# DVD replacement?



## Barnaby (Jan 10, 2015)

Hi

I might have missed this but what are the alternatives to DVD for watching Opera? My fairly ancient DVD player is in its final years and I've only recently started watching opera on DVD. I don't want to start splashing out o lots of discs only to find them obsolete once my player goes.

Thanks for helping

B


----------



## SixFootScowl (Oct 17, 2011)

I burn image files (.iso) of my DVDs using Brasero program and play the image files instead of the DVD. Will need a computer hooked to your video screen. There may be a Windows version but I use it on Linux.


----------



## brotagonist (Jul 11, 2013)

DVD players, like CD players, DVDs and CDs, will all likely be around for quite a while yet. They are all cheap and still in production, and while sales have diminished, they are holding steady as the markets stabilize into the cults of the buyers and of the streamers. As I said before, you can still buy 78s from collectors' markets, so availability of the aforementioned should not be a concern in our lifetimes.

If you don't want "to start splashing out on lots of discs," then I suggest You Tube.


----------



## Triplets (Sep 4, 2014)

Blu Ray Players are dirt cheap and will play DVD, plus the Operas on Blu Ray.


----------



## Pugg (Aug 8, 2014)

Triplets said:


> Blu Ray Players are dirt cheap and will play DVD, plus the Operas on Blu Ray.

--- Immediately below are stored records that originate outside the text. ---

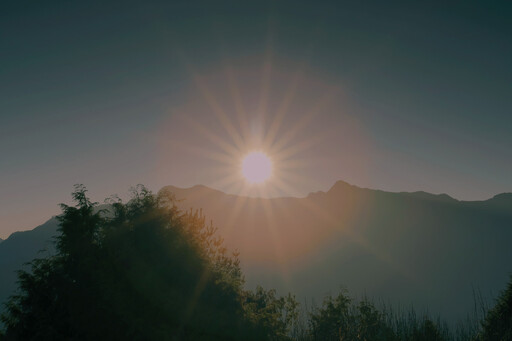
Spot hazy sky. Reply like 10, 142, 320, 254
0, 1, 512, 238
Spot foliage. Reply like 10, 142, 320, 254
478, 277, 512, 341
2, 185, 293, 340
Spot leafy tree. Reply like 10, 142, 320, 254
479, 277, 512, 341
2, 185, 294, 340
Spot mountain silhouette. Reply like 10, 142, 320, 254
0, 181, 512, 321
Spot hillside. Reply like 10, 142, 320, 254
0, 181, 512, 320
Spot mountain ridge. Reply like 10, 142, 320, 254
0, 181, 512, 319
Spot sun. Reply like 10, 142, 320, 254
242, 152, 272, 184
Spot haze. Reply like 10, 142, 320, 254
0, 1, 512, 239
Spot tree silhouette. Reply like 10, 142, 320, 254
479, 277, 512, 341
2, 185, 294, 340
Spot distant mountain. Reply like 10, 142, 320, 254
0, 181, 512, 321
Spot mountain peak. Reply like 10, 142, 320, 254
327, 180, 358, 193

Not all of them, make sure to ask :tiphat:


----------



## bigshot (Nov 22, 2011)

Just get a new entry level Sony Blu-Ray player. It will play a bunch of formats. If you want region free, let me know and I can give you a recommendation on that


----------



## Albert7 (Nov 16, 2014)

I use iTunes to download operas from the store. No worries about ever damaging a digital file.


----------



## jtbell (Oct 4, 2012)

Pugg said:


> Not all of them, make sure to ask :tiphat:


Which Blu-ray players don't play DVDs? I've never read about any such beasts.


----------



## Barnaby (Jan 10, 2015)

Thanks folks. I'm probably safe enough buying DVDs for the foreseeable then. I am in the UK and region free would probably be an advantage to me, bigshot so a recommendation would be helpful.

One other related question. Can I assume all NTSC discs will play on PAL TV and DVD players?

Thanks everyone.


----------



## bigshot (Nov 22, 2011)

NTSC won't play on a tube type PAL TV set. But it will on most flatscreens I believe. Region free players might convert for you. It will take a little research to puzzle out.

I got my region free player from these folks. I got a fancy Oppo, but you probably could do fine with an inexpensive Sony.
http://www.220-electronics.com/region-free-blu-ray-players.html


----------